Key Responsibilities:
- OpenShift Cluster Management: Administer and manage multiple OpenShift clusters across different environments (on-premise and cloud), ensuring high availability, stability, and scalability.
- Troubleshooting & Incident Resolution: Provide L2 support for OpenShift-related incidents, resolve issues escalated from L1 support, and investigate root causes of cluster or container failures.
- Cluster Provisioning: Deploy and configure new OpenShift environments, ensuring they are aligned with organizational standards and optimized for performance and security.
- Container Management: Assist developers in deploying applications using Docker containers on OpenShift, ensuring proper environment configuration and resource allocation.
- Performance Tuning & Optimization: Monitor cluster performance, optimize resources, and ensure efficient utilization of computing, storage, and networking resources.
- Security & Compliance: Enforce security best practices, including configuring role-based access control (RBAC), security policies, and ensuring compliance with organizational and industry security standards.
- Log Management: Manage and analyze logs and metrics using OpenShift tools (e.g., OC logs, Prometheus, Grafana) to identify performance bottlenecks and troubleshoot issues.
- Patch Management: Regularly update and patch OpenShift clusters, ensuring they are up to date with the latest features, patches, and security updates.
- Backup & Disaster Recovery: Ensure robust backup and disaster recovery strategies for OpenShift deployments to minimize downtime and data loss.
- Automation & Scripting: Automate routine tasks using Ansible, Bash, or Python scripts to improve efficiency and reduce manual intervention.
- CI/CD Pipeline Support: Support and integrate CI/CD pipelines for continuous delivery and deployment, working closely with developers to ensure smooth code deployment using tools like Jenkins or GitLab.
- Documentation & Reporting: Maintain comprehensive documentation on cluster configurations, processes, troubleshooting procedures, and best practices. Provide regular reports on system performance, incidents, and upgrades.
- Collaboration with L3 Team: Work with the L3 support team on complex issues, providing feedback, contributing to root cause analysis, and suggesting improvements to the infrastructure.
- Training & Knowledge Sharing: Provide training to L1 and junior engineers on OpenShift administration, container orchestration, and best practices.
Required Qualifications & Skills:
- 3-5 years of hands-on experience with OpenShift administration and management.
- Strong knowledge of OpenShift 3.x/4.x architecture and components (e.g., Pods, Nodes, Deployments, Services, Ingress Controllers).
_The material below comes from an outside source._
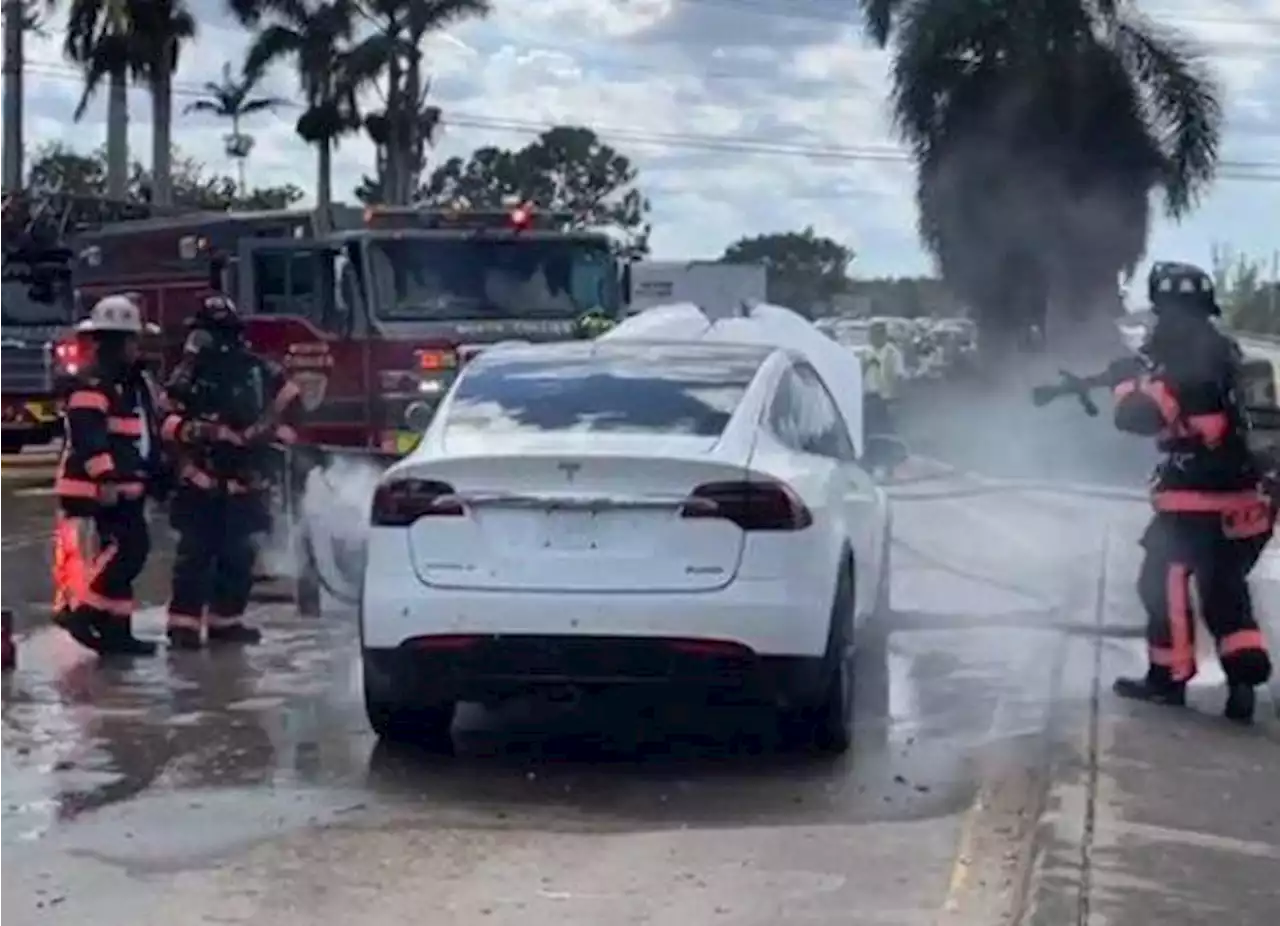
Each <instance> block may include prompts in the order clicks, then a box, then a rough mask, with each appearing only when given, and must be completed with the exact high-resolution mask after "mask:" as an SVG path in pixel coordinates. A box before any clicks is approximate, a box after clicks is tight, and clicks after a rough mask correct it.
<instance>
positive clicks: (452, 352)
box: [417, 350, 458, 373]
- Experience with Kubernetes (since OpenShift is built on Kubernetes) and a good understanding of Kubernetes clusters, containers, and container orchestration.
- Expertise in Linux-based systems (RHEL, CentOS, Ubuntu) as OpenShift primarily runs on Linux.
- Familiarity with containerization tools like Docker and container registries.
- Solid understanding of CI/CD tools (e.g., Jenkins, GitLab CI, OpenShift Pipelines) and deployment automation in a containerized environment.
- Experience with networking concepts like DNS, Load Balancing, Network Policies, and Ingress controllers.
- Familiarity with Ansible, Helm, or similar automation tools for managing OpenShift clusters.
- Experience with Prometheus for monitoring and Grafana for visualization in the OpenShift environment.
- Hands-on experience with role-based access control (RBAC) and security policies in OpenShift.
- Familiarity with cloud platforms like AWS, Azure, or GCP, and the deployment of OpenShift on these platforms.
- Strong problem-solving, troubleshooting, and debugging skills.
- Ability to work in a fast-paced environment, manage multiple tasks, and prioritize effectively.
- Strong written and verbal communication skills for interacting with developers, L1 support, and cross-functional teams.